Hi,
I'm trying to update existing fields with new data, and I'm not clear upsert or update API is the way to go (and a little confused on how exactly to implement those, for my use case)
Every week, I run the following: logstash -f C:\ELK\LOGCONF\Statistics.conf
The Statistics.conf file points to a .csv file, populated onto a local path
path => ["C:\cygwin64\home\Admin\Statistics.csv"]
I am using the Date filter in Logstash, since my data changes week to week, and I simply want to have the following weeks values to "update" and fill in the prior entries.
In other words:
On September 17th (call it Week 1), I run the logstash -f C:\ELK\LOGCONF\Statistics.conf
Some values are populated from the .csv, exampled here in the following 4 columns.

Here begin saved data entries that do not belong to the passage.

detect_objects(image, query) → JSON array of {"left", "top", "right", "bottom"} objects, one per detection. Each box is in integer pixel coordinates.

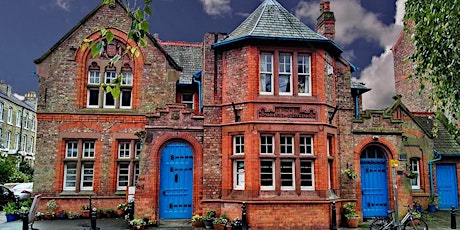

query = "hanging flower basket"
[
  {"left": 404, "top": 171, "right": 418, "bottom": 179},
  {"left": 343, "top": 168, "right": 358, "bottom": 180}
]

Date strong textScore Conditions Week
Sep-17 10 Good Week-1
Sep-24
Oct-1
On September 24th (call it Week 2),
I run the logstash -f C:\ELK\LOGCONF\Statistics.conf again.
This is what I would like to see below. Basically wanting to just add data/values for prior established column fields extracted from the .csv.
Date Score Conditions Week
Sep-17 10 Good Week-1
Sep-24 20 Better Week-2 (add new data pulled from .csv)
and on this date, again poll the .csv to add the new values
Oct-1 30 Excellent Week-3
Another point to note is that my Elasticsearch is temporarily mobile, so I running Ctrl-C on each weekly logstash -f operation, only to resume the following week with the new data, as the new "weekly-set" of statistics are generated and the .csv is made available.
Again, in this example, on October 1st, I would run the logstash -f command again, and hope to continue incrementally adding data as I go. The problem I am trying to solve, is that currently, when I run the import of a new weeks worth of data, I am getting duplicate documents seen in the Discover tab, irrespective of using the Date or timestamp.
In other words, I get the new data, but I also still have the old entries, so I am left with duplicates everywhere.
Is there a way this can be done, for this use case? Basically, I am wanting to poll a .csv to grab new data into prior established column fields.